Max Boot gave his advice on Iran on “All Things Considered” on NPR this evening.

He said that it was basically inevitable that Iran would end up with nuclear weapons, so the US should bomb, in hopes of delaying the process.

The logic behind this is obscure, as it would ensure that we would face an angrier, nuclear-armed Iran.  As Steve Clemons writes in The Washington Note:

There are many options between war and appeasement. One of these involves a calculation of whether Iran will eventually acquire nukes if it really, really wants them.
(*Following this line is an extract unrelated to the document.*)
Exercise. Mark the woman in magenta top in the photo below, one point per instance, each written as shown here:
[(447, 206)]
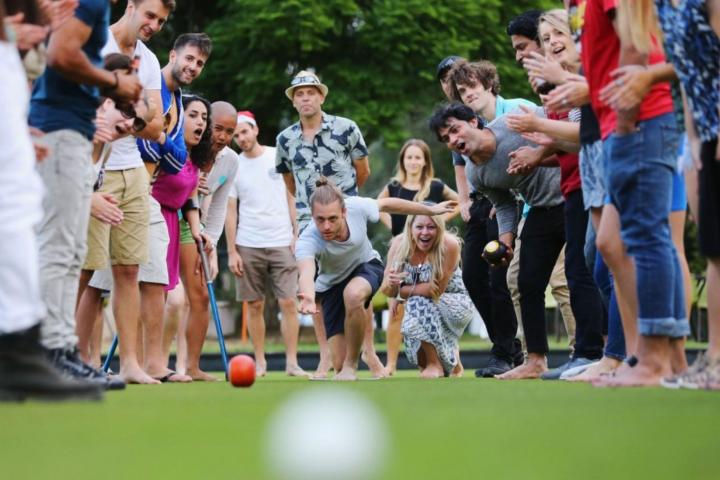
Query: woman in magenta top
[(172, 191)]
If one believes that despite the course of action Sy Hersh has written about that Iran will one day end up with nukes — then a pissed-off, hostile-to-America, democratically legitimate, nuclear weapons nation is the worst outcome.

Clemons’ point about democratic legitimacy is worth noting.  Asked to identify “the biggest surprise for the United States” of a democratic Iran, Daniel Byman wrote in the June 2005 Atlantic Monthly that “A peaceful and democratic Iran would still want a nuke (though the right carrots might dissuade it from pursuing one).”

That is more hopeful than Boot’s outlook — and many suggest that pursuing such a bombing campaign would undermine the already weak opposition and block any opening for change.

Published March 19th, 2006 by Future Atlas

Living with a nuclear Iran

David E. Sanger, writing in the NYT, considers whether the world might “learn to live with a nuclear Iran.”

Key points:

  • “The reality is that most of us think the Iranians are probably going to get a weapon, or the technology to make one, sooner or later.  The optimists around here just hope we can delay the day by 10 or 20 years, and that by that time we’ll have a different relationship with a different Iranian government.” — Bush administration official
  • As a state, Iran could be deterred, some think.
  • Egypt and Saudi Arabia might seek their own nuclear weapons, but the West could dissuade them.
  • Nuclear weapons would make Iran “the dominant regional power in the Middle East,” possibly “as powerful as Israel.”
  • Iran doesn’t have to build a bomb; it merely needs people to believe that it can do so quickly.
  • The US has said that it cannot “tolerate” a nuclear North Korea, but it is already doing just that.
  • Containment might work with Iran, but Iran’s going nuclear would trigger “a world of proliferation like we have not seen before,” according to Brent Scowcroft.

Sanger suggests that this is worth thinking about because all other options might be worse.  That seems to be case with military options:

  • Airstrikes might or might not delay an Iranian nuclear arms program.
  • An American invasion would likely end in defeat, leaving Iran bitter and militant for decades.